Problem arises because you are changing local variable vars.

Change to:

double* x; //you don't need to allocate here if you are allocating later

populateArray(&x);

And:

void populateArray(double** vars) 
{
    *vars = malloc(10*sizeof(double)); //also no need to cast malloc

    int i;

    for(i = 0; (i < 10); i++)
    {
        (*vars)[i] = 1*20;
    }
}

Answer 2

Short answer: Remove the malloc call inside the function.

Slightly longer answer:

You're changing the value of the vals pointer to another newly allocated memory -- thus, the argument you pass in gets unused (and thus is never populated).
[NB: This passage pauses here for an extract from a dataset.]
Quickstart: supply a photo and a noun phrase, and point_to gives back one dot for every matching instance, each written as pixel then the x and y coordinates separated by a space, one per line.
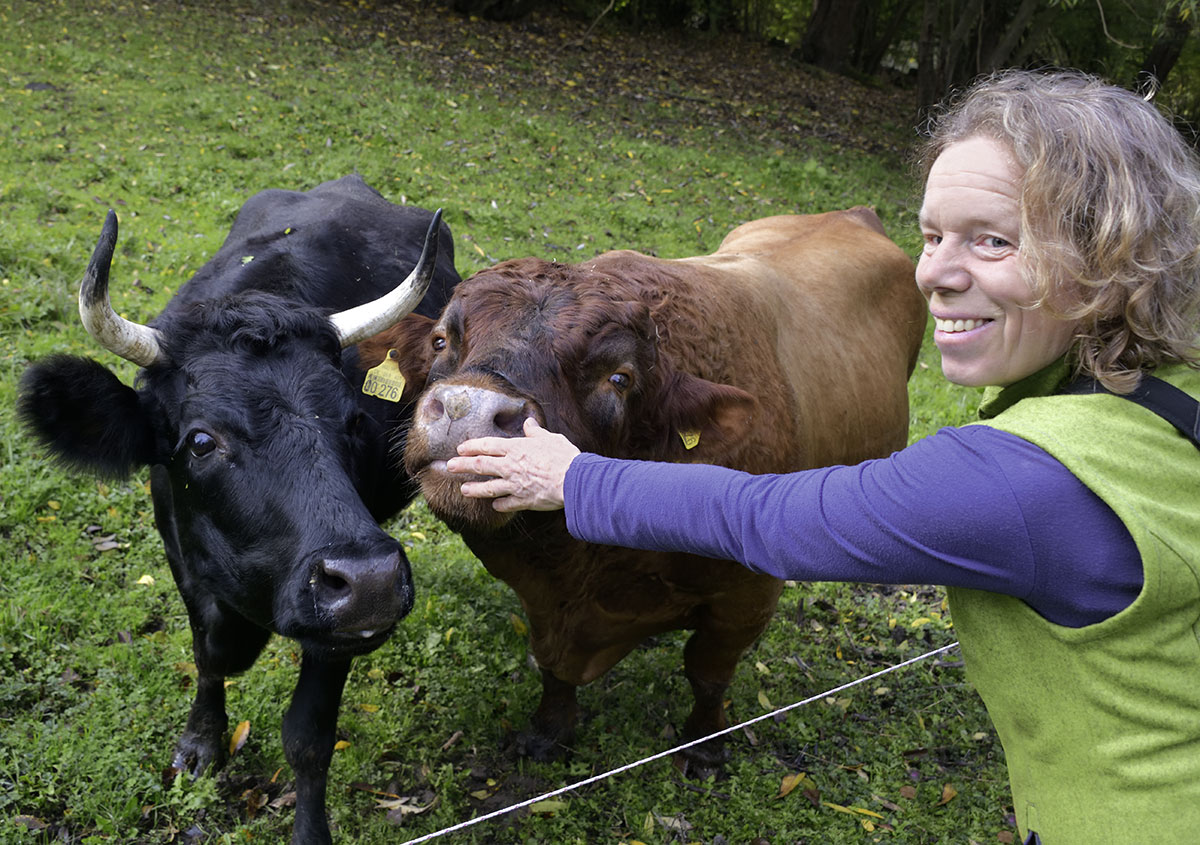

The result being always 0 is a coincidence, it could be anything (or you could end up with nasal demons) because you're then reading uninitialized memory, which is undefined behavior.

This of it as this, if you remove the call:

vals = new double[10];
vals = malloc(10 * sizeof(double));

The first value is overwritten.

Answer 3

void populateArray(double* vars); 
{
    vars = (double*) malloc(10*sizeof(double)); // <---- remove this line completely

The problem is you're ignoring the vars you were given and creating a brand new buffer for it.

Worse, that buffer pointer gets lost when this function returns, causing a memory leak.

Just use the vars you were given -- delete the line indicated above.